I'm scraping a website in order to store data in a database that has 3 columns. The part of the webstsite i'm scraping looks like one of either of the three examples below
# Example 1:
<div>
<a href="sample1">text1</a>
</div>
# Example 2:
<div>
<a href="sample1">text1</a>
<a href="sample2">text2</a>
</div>
# Example 3:
<div>
<a href="sample1">text1</a>
<a href="sample2">text2</a>
<a href="sample3">text3</a>
</div>
I'm trying to assign
- "text1" to var1,
- either an empty string or "text2" to var2,
- either an empty string or "text3" to var3.
What is the best method to do this??
A few things I've tried are
### FIRST ATTEMPT
var1, var2, var3 = '','',''
# could also do var1, var2, var3 = ('',)*3
all = soup.find_all('a')
var1 = all[0].text
try:
var2 = all[1].text
except:
pass
try:
var3 = all[3].text
except:
pass
#### SECOND ATTEMPT
all = [s.text for s in soup.find_all('a')]
# This is where i get stuck... This could return a list of length 1, 2, or 3, and I need the output to be a list of length 3 so i can use the following line to assign variables
var1, var2, var3 = all
#### THIRD ATTEMPT
all = [s.text for s in soup.find_all('a')]
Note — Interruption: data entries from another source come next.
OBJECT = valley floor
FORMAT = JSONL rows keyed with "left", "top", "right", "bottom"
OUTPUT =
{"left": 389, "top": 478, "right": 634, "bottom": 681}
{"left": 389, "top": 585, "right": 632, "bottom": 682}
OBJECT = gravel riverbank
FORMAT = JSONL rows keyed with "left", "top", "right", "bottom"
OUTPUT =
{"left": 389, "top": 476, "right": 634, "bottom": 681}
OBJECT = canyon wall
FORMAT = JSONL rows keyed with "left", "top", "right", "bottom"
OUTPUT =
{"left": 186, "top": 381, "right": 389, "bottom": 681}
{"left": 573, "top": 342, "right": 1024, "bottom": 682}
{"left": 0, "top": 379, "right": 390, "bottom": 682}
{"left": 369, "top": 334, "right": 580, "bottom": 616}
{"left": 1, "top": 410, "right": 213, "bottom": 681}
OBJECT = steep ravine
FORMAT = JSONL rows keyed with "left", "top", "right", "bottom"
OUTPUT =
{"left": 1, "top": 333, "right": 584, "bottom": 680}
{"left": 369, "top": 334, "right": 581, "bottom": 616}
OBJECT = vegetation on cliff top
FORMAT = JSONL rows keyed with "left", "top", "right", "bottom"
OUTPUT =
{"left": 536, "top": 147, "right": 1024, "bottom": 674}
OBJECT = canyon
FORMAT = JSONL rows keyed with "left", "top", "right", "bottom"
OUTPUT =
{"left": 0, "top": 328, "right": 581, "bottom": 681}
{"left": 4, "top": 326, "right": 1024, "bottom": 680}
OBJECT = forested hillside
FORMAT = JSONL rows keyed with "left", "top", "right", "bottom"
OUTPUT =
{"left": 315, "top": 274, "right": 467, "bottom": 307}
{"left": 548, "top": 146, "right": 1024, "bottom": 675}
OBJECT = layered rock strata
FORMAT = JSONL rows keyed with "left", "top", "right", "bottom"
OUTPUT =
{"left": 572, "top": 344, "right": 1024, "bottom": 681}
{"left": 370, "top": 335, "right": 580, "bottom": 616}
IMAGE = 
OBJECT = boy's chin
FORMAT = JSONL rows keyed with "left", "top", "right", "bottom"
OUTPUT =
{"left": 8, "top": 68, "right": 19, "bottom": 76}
var1, var2, var3 = '','',''
n = len(all)
var1 = all[0].text
if n = 2:
var2 = all[1].text
else:
var2 = all[1].text
var3 = all[2].text
EDIT: The reason i'm trying to have three fields in my db is because I want to be able to filter by each of these different variables. var1 is the most accurate label, var2 is slightly more accurate, and var3 is accurate at a high level. Think of it like clothing... var1 could be grey-slacks, var2 could be business-slacks, and var3 could be pants.